An excerpt from The Weekly Beat by ScreenBeats™ Hooray for Hollywood? which will be available 1/16/15:
Sabes que? It’s that time of year again. No, not the breaking of your new year’s resolution with continued “inherent vice” but with that new years’ celebration of self-congratulatory back-patting and applause ritualized through the exchange of that handsome gold statue, so desired throughout the land: Oscar…Oscar! The Academy Award nominations were announced this week. It looks like a great season for achievement, unless of course you’re an artist of color.
Here’s the list of top films:
Best Picture
American Sniper
Birdman
Boyhood
The Grand Budapest Hotel
The Imitation Game
Selma
The Theory of Everything
Whiplash
The civil-rights drama Selma, about Martin Luther King’s 1965 voting-rights marches in Alabama, is almost segregated on the list with only nominations for Best Picture and Best Song. The film’s female African-American director, Ava DuVernay and its protagonist actor, David Oyelowo, whose stunning performance as Martin Luther King Jr., was disenfranchised from this awards nod. The former made history this past month with a first-time black female director nom for a Golden Globe but lost out to Richard Linklater for Boyhood.

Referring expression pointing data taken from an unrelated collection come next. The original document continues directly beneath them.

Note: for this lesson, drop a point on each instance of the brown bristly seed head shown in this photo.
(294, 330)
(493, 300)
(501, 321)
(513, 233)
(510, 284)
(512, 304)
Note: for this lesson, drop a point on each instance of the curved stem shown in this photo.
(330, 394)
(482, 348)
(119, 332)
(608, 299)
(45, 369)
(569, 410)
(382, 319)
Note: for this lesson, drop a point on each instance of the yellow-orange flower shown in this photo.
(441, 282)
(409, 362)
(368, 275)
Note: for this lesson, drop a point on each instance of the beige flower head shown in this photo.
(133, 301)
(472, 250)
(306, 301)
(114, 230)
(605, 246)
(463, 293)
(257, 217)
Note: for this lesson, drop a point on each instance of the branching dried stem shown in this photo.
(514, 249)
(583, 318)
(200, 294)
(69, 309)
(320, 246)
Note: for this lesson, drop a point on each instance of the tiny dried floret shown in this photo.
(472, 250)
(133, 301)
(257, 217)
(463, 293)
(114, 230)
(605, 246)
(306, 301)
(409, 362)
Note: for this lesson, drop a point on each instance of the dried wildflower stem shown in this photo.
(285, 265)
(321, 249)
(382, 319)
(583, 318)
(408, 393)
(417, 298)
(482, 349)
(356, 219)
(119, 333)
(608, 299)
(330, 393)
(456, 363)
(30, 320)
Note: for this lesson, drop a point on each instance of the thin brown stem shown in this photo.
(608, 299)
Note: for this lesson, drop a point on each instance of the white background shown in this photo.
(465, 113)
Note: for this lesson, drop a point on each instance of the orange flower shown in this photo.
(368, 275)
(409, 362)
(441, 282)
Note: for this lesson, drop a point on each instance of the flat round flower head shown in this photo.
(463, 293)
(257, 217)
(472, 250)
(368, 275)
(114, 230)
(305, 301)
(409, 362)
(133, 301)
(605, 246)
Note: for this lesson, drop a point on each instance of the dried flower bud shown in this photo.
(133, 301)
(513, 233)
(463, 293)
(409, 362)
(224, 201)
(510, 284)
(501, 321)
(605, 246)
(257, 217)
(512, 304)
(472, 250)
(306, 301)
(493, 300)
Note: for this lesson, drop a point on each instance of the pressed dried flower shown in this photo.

It get’s worse in the acting category: All of the twenty nominees for best acting are white. This is part and parcel of what is continually a fracturing state for Hollywood empire control most often defended by the decaying establishment of rich white CEOs. Media contributes to a society’s awareness of how individuals see themselves and each other. What’s being projected in theatres and on screens is nothing short of a “whitewashing.”
Taking a look at the top bosses running these conglomerate entertainment empires it’s clear to see that there is a disconnect between those that control the media and their culturally diverse audience:
Starting with the grand daddy of them all, Sumner Redstone, 64th Richest Person in the World is CEO to the world’s biggest media giant Viacom. This parent company owns Viacom cable, CBS, MTV, and various channels even such as Black Entertainment TV. He is part of an old boys club that has these other members as his peers:
Fox News: Rupert Murdoch (Owner), Peter Chernin (President)

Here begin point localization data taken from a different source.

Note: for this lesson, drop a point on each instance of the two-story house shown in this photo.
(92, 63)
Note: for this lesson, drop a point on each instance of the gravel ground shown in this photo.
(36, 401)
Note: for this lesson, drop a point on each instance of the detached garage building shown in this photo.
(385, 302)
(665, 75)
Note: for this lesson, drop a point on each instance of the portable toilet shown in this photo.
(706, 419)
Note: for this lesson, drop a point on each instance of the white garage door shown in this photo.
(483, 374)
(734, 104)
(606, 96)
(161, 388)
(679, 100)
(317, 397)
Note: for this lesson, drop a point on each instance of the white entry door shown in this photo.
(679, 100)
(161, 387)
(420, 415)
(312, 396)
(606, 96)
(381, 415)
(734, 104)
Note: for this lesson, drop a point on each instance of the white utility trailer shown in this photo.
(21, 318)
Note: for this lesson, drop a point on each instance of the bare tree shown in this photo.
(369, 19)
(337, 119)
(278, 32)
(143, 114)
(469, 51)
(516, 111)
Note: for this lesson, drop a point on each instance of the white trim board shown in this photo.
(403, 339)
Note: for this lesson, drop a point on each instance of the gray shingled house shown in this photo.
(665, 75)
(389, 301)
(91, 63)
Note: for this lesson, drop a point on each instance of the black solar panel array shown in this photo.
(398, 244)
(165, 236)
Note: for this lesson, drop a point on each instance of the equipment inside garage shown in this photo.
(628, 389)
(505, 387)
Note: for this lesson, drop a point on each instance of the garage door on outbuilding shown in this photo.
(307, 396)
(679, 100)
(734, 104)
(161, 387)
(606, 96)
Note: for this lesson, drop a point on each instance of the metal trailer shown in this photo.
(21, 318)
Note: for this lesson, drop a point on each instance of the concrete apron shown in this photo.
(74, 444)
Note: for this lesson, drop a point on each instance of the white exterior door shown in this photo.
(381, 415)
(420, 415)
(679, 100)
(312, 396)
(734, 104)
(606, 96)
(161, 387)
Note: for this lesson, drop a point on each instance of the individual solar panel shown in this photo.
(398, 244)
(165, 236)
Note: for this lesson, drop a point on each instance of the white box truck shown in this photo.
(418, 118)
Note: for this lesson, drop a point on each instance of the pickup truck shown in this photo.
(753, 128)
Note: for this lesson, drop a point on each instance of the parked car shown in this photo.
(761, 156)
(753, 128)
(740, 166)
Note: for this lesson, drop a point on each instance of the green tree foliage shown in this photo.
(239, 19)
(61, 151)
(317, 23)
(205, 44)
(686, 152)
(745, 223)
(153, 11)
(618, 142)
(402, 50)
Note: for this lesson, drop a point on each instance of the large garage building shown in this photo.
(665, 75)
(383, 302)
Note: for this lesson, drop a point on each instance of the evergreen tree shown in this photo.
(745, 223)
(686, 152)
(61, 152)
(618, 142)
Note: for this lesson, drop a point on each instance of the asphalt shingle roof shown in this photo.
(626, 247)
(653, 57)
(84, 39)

Paramount Pictures: Brad Grey (Chairman)
Walt Disney: Robert Igor (CEO)
Sony Pictures: Michael Lynton (Chairman)
Warner Brothers: Barry Meyer (Chairman)
CBS: Leslie Moonves (CEO)
MGM: Harry Sloan (Chairman)
NBC/Universal Studios: Jeff Zucker (CEO), NBC News Neil Shapiro (President)
AOL division of AOL-Time-Warner: Jonathan Miller, (chair and CEO)
Having this kind of representation in media control will no doubt influence the type of stories that are marqueed-up for award presentation:
Seven of the eight Best Picture nominees’ film stories are about a white man dealing with internal conflict! Hollywood films once again lag behind the diversity of interesting stories that are being exhibited throughout this rainbow-colored country.